Unless expressly incorporated into this Registration Statement, a report furnished on Form 8-K prior or subsequent to the date hereof shall not be incorporated by reference into this Registration Statement, except as to specific sections of such statements as set forth therein. Any statement contained in a document incorporated or deemed to be incorporated by reference herein shall be deemed to be modified or superseded for purposes of this Registration Statement to the extent that a statement contained in any subsequently filed document which also is deemed to be incorporated by reference herein modifies or supersedes such statement.

 

Item 4. Description of Securities.

Not applicable.

 

Item 5. Interests of Named Experts and Counsel.

Not applicable.

 

Item 6. Indemnification of Directors and Officers.

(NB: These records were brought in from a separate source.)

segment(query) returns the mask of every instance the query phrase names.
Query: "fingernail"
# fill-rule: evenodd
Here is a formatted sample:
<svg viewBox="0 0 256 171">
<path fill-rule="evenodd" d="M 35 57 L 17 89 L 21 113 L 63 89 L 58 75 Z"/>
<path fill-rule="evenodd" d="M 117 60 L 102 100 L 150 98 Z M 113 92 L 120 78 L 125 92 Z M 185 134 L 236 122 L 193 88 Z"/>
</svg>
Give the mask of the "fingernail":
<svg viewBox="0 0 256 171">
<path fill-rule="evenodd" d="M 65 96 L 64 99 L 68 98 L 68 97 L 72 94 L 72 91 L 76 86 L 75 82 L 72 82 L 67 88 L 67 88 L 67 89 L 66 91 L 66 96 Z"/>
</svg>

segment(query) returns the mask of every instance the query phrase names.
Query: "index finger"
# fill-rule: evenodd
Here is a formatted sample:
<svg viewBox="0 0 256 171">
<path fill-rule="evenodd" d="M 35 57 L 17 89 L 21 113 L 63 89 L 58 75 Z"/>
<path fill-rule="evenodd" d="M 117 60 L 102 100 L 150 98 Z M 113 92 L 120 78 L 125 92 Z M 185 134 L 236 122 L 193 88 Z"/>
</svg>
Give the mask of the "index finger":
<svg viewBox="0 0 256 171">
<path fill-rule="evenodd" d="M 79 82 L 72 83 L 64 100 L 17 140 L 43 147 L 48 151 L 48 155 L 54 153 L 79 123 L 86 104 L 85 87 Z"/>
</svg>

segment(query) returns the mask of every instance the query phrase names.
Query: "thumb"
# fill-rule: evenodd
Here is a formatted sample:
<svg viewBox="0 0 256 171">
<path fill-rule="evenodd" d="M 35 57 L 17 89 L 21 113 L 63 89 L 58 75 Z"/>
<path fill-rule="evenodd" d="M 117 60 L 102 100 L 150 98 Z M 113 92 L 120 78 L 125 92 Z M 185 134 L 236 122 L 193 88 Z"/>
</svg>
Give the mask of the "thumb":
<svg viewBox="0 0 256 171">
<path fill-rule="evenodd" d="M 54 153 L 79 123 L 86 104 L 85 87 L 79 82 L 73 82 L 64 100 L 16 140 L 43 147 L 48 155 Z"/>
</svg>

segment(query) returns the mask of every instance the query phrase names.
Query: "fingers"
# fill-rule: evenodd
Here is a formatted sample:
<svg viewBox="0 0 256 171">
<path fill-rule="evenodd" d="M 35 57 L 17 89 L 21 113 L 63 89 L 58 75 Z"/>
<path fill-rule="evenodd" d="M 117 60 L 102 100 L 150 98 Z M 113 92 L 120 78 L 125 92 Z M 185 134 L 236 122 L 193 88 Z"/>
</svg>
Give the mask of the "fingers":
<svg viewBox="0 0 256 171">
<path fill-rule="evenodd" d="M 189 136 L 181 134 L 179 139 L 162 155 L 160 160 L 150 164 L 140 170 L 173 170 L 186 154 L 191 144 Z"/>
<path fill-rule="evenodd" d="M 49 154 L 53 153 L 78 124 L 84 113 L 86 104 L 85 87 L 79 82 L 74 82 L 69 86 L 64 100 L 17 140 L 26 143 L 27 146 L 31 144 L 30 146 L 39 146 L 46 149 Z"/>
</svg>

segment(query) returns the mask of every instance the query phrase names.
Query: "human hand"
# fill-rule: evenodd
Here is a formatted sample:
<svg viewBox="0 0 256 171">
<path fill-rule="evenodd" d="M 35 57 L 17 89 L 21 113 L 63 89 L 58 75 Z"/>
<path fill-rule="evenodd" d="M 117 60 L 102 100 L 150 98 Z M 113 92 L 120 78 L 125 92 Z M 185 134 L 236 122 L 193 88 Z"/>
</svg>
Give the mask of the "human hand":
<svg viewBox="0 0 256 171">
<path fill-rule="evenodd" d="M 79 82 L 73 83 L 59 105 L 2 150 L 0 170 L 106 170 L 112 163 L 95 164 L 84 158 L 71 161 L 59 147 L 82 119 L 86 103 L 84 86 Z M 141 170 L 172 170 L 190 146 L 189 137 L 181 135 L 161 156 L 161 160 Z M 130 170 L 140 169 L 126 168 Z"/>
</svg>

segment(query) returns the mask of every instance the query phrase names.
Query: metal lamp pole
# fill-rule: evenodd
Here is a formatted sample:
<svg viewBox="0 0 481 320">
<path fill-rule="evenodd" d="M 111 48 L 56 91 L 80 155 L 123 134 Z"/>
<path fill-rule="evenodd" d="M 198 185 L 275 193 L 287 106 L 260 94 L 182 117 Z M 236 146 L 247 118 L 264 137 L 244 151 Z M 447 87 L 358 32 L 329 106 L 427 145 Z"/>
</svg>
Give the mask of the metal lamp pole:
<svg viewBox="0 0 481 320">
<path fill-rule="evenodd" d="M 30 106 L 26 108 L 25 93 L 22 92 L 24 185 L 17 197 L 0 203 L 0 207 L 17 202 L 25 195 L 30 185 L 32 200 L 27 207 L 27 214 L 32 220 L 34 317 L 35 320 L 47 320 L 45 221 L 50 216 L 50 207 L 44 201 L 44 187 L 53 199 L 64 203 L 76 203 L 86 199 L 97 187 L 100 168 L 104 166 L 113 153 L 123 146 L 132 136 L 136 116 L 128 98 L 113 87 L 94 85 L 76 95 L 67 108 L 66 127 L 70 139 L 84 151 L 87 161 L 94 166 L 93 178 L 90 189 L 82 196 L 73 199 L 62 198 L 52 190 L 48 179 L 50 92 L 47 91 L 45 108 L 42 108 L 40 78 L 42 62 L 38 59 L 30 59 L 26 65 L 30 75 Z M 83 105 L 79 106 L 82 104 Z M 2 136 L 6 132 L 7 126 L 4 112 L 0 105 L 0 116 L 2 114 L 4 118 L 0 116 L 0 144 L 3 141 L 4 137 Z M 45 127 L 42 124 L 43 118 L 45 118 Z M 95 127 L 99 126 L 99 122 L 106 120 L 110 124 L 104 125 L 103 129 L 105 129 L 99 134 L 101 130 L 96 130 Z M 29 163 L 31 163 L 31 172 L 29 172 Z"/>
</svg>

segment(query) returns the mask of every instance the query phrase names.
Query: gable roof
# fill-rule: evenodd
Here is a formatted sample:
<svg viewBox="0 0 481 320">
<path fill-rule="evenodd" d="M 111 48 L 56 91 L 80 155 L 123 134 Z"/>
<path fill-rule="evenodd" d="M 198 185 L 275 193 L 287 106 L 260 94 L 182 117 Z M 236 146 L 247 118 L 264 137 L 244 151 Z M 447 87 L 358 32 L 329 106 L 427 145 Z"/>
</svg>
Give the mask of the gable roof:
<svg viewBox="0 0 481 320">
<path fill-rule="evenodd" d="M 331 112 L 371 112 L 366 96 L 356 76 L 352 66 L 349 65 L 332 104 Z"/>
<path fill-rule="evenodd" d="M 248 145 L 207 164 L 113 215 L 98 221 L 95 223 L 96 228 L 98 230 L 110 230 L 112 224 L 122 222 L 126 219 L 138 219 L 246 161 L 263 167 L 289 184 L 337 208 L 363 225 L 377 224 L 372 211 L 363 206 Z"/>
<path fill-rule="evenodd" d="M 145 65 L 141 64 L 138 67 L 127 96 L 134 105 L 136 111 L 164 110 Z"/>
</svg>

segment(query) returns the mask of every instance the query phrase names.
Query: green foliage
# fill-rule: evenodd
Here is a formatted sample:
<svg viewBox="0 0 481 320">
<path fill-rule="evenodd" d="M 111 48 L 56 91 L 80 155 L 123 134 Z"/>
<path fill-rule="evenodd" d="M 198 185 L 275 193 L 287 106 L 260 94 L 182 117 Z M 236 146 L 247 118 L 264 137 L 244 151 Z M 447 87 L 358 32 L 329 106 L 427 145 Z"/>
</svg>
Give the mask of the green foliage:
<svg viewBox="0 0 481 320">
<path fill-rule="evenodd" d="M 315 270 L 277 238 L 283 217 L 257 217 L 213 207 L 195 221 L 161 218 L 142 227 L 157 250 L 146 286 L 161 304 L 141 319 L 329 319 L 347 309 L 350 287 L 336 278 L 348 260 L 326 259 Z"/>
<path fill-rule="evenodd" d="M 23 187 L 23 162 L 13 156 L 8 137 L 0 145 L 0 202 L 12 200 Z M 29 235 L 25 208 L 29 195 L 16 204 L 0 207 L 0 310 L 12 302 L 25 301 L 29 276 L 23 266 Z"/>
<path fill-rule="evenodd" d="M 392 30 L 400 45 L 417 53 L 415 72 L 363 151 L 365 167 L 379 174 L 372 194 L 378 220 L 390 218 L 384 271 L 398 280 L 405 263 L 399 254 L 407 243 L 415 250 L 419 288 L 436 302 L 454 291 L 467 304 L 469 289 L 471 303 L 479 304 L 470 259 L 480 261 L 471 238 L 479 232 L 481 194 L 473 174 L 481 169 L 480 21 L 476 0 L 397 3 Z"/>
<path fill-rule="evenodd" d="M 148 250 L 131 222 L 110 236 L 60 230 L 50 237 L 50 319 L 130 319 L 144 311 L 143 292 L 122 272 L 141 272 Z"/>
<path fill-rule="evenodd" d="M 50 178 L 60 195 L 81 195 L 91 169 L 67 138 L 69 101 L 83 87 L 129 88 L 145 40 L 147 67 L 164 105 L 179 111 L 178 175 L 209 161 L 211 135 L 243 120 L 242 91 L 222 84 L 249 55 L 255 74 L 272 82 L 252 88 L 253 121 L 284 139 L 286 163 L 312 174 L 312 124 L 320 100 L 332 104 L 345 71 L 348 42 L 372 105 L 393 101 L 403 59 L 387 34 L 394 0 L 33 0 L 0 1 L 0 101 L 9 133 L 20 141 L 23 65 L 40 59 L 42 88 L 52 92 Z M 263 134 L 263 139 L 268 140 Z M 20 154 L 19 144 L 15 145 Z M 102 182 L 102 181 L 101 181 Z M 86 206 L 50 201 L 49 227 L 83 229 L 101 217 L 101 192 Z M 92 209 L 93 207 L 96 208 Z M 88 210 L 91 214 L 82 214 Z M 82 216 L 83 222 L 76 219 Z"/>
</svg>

Section 145 of the Delaware General Corporation Law authorizes a court to award, or a corporation’s board of directors to grant, indemnity to its directors and officers under certain circumstances and subject to certain limitations. The terms of Section 145 of the Delaware General Corporation Law are sufficiently broad to permit indemnification under certain circumstances for liabilities, including reimbursement of expenses incurred, arising under the Securities Act.

As permitted by the Delaware General Corporation Law, the Registrant’s restated certificate of incorporation contains provisions that eliminate the personal liability of its directors for monetary damages for any breach of fiduciary duties as a director, to the fullest extent permitted by law.

As permitted by the Delaware General Corporation Law, the Registrant’s restated bylaws provide that:

 

   

the Registrant is required to indemnify its directors and executive officers to the fullest extent permitted by the Delaware General Corporation Law, subject to very limited exceptions;

 

   

the Registrant may enter into indemnification contracts with any director, officer, employee or agent of the Registrant;

 

   

the Registrant is required to advance expenses, as incurred, to its directors and executive officers in connection with a legal proceeding to the fullest extent permitted by the Delaware General Corporation Law, subject to very limited exceptions; and

 

   

the rights conferred in the restated bylaws are not exclusive.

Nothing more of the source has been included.